The Model Efficiency team is a fast-growing group of committed researchers and engineers, and you will collaborate closely with both the training and serving infrastructure teams to ensure seamless integration between model development and deployment. With a focus on real-time and streaming audio inference, you will be working on the latest technologies and contributing to the development of reliable machine learning systems.
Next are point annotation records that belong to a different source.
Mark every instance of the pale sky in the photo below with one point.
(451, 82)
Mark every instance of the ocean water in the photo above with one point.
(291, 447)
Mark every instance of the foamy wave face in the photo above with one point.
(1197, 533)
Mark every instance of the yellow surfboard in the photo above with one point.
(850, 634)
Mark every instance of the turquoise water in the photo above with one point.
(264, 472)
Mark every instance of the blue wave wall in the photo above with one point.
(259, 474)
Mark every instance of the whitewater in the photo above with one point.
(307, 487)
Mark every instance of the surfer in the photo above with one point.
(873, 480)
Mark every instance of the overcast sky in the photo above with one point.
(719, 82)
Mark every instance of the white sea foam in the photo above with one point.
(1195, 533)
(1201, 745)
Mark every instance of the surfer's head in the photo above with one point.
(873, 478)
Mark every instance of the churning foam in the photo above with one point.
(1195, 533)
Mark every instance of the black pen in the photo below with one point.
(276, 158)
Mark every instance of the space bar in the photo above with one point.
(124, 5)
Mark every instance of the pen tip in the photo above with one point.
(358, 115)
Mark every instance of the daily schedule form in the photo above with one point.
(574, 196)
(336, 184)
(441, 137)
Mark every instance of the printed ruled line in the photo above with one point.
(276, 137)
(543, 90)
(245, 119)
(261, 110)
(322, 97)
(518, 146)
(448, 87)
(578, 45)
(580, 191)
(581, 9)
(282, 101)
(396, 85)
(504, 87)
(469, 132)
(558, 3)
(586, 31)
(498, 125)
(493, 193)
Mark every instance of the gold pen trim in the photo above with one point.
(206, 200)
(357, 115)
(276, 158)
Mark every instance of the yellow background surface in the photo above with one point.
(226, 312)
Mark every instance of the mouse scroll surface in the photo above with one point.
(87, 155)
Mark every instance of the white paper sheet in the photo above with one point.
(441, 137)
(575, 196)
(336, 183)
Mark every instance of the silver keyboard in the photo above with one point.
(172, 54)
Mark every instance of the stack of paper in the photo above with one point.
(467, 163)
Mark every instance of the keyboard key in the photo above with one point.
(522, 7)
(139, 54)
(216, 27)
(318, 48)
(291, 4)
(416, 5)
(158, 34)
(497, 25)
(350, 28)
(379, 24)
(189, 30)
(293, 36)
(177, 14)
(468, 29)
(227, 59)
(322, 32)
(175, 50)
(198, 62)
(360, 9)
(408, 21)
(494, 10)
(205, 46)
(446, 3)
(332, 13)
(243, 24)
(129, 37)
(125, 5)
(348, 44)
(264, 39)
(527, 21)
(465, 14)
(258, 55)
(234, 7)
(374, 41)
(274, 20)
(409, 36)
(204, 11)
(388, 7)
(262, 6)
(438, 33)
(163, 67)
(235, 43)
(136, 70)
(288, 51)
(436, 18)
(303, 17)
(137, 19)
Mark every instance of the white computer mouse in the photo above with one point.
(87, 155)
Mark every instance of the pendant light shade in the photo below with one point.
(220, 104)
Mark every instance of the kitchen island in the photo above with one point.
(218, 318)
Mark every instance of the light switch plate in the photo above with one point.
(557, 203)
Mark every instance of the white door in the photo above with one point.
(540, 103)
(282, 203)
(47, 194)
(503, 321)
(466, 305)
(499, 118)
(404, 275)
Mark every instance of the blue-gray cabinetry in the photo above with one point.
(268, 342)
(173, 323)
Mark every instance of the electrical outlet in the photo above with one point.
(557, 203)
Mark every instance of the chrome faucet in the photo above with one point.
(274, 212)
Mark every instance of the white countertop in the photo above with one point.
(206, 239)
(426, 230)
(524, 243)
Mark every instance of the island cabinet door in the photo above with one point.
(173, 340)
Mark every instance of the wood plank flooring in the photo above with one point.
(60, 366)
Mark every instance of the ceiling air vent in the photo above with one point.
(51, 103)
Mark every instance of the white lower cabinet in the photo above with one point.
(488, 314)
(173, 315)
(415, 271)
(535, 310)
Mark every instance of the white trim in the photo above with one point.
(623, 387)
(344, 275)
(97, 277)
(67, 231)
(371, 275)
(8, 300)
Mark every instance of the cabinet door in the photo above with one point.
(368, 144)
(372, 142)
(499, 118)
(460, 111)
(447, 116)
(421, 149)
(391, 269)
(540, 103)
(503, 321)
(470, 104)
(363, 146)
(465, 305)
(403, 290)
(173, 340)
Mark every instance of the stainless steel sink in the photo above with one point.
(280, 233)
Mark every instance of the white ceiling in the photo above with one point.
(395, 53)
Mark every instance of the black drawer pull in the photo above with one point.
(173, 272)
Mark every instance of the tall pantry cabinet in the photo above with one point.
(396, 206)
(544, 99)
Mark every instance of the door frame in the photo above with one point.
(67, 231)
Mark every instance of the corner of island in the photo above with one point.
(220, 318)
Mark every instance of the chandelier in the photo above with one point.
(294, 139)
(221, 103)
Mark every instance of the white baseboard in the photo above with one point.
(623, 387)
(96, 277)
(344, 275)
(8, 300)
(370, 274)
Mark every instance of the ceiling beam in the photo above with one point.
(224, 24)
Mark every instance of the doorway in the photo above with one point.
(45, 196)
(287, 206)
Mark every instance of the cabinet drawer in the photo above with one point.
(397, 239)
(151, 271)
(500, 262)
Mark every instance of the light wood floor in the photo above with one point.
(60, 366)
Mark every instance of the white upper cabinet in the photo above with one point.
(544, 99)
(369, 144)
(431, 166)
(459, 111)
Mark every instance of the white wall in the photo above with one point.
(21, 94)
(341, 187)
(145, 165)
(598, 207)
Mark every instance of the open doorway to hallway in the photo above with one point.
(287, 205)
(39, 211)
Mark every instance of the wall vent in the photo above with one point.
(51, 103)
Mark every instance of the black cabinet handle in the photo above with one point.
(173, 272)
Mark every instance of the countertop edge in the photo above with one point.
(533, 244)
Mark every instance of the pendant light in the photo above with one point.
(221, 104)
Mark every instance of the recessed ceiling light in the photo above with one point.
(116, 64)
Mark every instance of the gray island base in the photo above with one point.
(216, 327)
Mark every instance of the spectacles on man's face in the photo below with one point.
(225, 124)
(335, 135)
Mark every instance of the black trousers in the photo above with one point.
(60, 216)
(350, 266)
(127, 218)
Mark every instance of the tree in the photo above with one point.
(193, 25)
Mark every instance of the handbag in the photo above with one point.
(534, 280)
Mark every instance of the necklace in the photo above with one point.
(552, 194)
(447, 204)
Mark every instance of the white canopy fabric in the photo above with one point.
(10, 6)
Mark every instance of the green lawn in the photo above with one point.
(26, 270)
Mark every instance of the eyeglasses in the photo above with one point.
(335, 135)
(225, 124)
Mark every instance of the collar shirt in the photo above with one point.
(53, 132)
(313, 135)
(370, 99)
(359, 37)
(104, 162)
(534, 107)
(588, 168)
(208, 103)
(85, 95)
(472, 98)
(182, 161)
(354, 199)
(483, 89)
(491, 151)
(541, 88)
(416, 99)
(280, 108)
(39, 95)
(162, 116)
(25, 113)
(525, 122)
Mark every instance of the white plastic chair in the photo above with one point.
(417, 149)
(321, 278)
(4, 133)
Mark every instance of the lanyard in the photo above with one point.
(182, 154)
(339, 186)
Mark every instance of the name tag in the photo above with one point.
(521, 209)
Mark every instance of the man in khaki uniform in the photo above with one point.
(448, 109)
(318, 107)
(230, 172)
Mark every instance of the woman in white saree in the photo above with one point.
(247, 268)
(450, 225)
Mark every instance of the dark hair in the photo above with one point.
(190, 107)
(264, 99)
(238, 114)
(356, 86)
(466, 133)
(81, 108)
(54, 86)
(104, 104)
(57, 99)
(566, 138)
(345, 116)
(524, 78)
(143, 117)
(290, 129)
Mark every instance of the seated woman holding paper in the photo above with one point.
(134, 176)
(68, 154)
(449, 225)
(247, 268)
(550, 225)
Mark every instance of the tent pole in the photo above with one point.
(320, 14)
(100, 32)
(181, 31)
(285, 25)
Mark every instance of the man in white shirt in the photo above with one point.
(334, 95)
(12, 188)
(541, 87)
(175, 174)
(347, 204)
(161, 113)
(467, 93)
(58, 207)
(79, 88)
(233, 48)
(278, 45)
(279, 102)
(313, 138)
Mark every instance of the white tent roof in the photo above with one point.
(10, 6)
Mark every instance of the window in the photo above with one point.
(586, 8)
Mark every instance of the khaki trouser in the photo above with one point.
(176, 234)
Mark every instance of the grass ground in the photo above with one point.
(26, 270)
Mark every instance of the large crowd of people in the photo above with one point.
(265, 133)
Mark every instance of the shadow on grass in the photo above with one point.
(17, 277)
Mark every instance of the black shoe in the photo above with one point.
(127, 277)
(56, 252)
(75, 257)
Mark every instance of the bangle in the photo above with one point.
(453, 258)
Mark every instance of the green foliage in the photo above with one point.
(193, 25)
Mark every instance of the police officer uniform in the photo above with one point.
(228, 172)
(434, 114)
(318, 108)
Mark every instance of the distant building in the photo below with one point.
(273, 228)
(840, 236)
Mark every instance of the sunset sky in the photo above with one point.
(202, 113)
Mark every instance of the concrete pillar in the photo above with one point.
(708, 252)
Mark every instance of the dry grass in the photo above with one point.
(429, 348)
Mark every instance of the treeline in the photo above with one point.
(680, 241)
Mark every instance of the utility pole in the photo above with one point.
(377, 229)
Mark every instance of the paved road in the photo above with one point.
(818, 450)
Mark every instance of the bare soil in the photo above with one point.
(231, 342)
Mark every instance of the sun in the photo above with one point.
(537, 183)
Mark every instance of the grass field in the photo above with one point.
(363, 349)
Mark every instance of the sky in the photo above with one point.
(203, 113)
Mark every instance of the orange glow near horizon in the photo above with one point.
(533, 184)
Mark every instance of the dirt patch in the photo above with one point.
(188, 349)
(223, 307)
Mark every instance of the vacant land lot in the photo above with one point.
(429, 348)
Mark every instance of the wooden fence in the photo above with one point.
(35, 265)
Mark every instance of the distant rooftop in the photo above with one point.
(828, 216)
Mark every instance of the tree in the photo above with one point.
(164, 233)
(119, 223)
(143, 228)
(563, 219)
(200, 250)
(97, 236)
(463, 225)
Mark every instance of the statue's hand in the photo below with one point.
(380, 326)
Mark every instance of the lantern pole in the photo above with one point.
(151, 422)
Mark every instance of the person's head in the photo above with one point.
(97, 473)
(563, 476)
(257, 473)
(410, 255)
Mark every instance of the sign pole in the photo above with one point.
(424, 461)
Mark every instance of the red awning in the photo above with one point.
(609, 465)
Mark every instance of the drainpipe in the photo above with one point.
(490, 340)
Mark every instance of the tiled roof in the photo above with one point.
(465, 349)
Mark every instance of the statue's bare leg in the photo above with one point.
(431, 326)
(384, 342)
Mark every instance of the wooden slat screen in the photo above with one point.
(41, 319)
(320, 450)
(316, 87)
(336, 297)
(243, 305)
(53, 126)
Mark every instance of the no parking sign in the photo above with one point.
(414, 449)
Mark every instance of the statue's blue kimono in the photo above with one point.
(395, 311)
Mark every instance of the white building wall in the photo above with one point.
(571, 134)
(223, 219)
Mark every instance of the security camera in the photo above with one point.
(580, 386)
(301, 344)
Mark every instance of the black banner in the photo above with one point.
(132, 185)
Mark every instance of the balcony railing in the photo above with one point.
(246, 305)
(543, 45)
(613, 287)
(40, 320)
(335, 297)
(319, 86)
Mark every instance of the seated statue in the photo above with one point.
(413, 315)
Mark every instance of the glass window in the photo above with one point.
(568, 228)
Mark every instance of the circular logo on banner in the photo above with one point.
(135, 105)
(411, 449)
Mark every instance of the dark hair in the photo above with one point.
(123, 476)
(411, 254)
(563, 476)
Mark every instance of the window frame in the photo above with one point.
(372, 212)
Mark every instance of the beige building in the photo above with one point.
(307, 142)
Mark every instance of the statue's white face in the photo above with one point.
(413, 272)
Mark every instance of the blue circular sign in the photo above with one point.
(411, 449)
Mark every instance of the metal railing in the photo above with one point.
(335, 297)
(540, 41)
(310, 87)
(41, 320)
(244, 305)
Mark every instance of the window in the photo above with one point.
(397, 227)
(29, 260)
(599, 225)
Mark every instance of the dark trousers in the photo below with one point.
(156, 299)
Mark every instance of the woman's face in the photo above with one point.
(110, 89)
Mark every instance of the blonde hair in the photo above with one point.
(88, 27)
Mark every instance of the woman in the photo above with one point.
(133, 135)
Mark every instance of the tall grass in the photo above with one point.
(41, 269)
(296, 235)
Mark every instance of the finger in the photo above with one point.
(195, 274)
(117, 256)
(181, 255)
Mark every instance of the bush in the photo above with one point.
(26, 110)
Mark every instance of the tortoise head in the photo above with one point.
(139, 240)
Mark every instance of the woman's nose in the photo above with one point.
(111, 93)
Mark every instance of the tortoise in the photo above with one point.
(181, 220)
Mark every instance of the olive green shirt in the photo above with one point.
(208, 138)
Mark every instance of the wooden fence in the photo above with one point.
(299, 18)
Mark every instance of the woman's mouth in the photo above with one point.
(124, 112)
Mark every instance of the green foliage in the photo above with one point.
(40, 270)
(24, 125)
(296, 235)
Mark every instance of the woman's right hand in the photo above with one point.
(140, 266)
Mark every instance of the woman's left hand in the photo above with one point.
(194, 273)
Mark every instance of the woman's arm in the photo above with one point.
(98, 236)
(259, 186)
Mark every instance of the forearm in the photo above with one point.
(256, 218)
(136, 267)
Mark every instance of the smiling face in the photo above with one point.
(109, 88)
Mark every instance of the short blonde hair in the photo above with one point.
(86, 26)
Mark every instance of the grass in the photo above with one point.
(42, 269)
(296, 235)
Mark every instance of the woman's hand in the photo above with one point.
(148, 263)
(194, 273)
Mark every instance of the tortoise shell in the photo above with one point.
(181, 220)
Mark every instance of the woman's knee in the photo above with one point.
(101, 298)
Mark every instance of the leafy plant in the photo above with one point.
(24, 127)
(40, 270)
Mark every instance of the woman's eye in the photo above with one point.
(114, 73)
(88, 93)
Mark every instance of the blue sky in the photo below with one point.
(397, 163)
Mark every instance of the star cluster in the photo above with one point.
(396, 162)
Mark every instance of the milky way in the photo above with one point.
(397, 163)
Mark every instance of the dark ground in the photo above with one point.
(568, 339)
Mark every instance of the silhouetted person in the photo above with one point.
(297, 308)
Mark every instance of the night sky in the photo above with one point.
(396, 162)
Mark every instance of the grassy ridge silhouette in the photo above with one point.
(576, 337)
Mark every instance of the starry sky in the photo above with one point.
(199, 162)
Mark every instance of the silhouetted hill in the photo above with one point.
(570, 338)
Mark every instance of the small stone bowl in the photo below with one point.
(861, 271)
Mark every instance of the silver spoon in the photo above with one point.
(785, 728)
Cohere's mission is to scale intelligence to serve humanity, and the company is dedicated to creating a diverse and inclusive work environment. As a member of the team, you will be expected to contribute to this mission and work towards advancing the capabilities of the company's models.

What You Will Do

Advance core audio model serving metrics, including latency, throughput, and quality
Dive deep into systems to identify bottlenecks and deliver creative solutions for audio processing and streaming workloads
Collaborate closely with the training and serving infrastructure teams to ensure seamless integration between model development and deployment
Work on optimizing audio inference serving efficiency using innovative techniques
Contribute to the development of reliable machine learning systems
Participate in the design and implementation of new audio processing and streaming architectures
Stay up-to-date with the latest advancements in machine learning and audio processing technologies
Collaborate with cross-functional teams to ensure the successful deployment of models
Contribute to the development of internal tools and systems to support the work of the Model Efficiency team

What We Are Looking For

Significant experience developing high-performance audio or machine learning inference systems
Proficiency with programming languages such as C++ and Python
Hands-on experience with deep learning models for audio, speech, or language applications
A bias for action and a strong results-oriented mindset
Experience with GPU programming, low-level system optimization, and model parallelization techniques
Knowledge of duplex real-time streaming architectures
Experience with inference frameworks like vLLM, SGLang, Tensort-LLM, or custom distributed inference systems
Sequence modeling experience, including transformers for audio/speech
End-to-end audio pipeline optimization experience

Nice to Have

Experience with PyTorch, TensorFlow, or specialized audio libraries
Familiarity with machine learning frameworks for audio
Experience with distributed inference systems
Knowledge of cloud-based infrastructure and containerization

Benefits and Perks

Competitive salary and benefits package
Opportunity to work with a talented team of researchers and engineers
Collaborative and dynamic work environment
Flexible working hours and remote work options
Professional development opportunities, including training and education
Access to the latest technologies and tools
Recognition and reward for outstanding performance
Comprehensive health and dental benefits
Parental leave top-up and mental health support

How to Stand Out

Highlight your experience with deep learning models for audio applications and programming languages like C++ and Python.
Showcase your ability to work collaboratively with cross-functional teams and contribute to the development of reliable machine learning systems.
Be prepared to discuss your experience with GPU programming, low-level system optimization, and model parallelization techniques.
Emphasize your strong results-oriented mindset and bias for action.
Consider creating a portfolio that demonstrates your expertise in audio processing and streaming workloads.
Prepare to discuss your experience with inference frameworks and distributed inference systems.
Research the company culture and values to demonstrate your alignment with Cohere's mission and vision.

This is a remote position listed on WFA Digital, the platform for professionals who work from anywhere. Browse more remote jobs across all categories.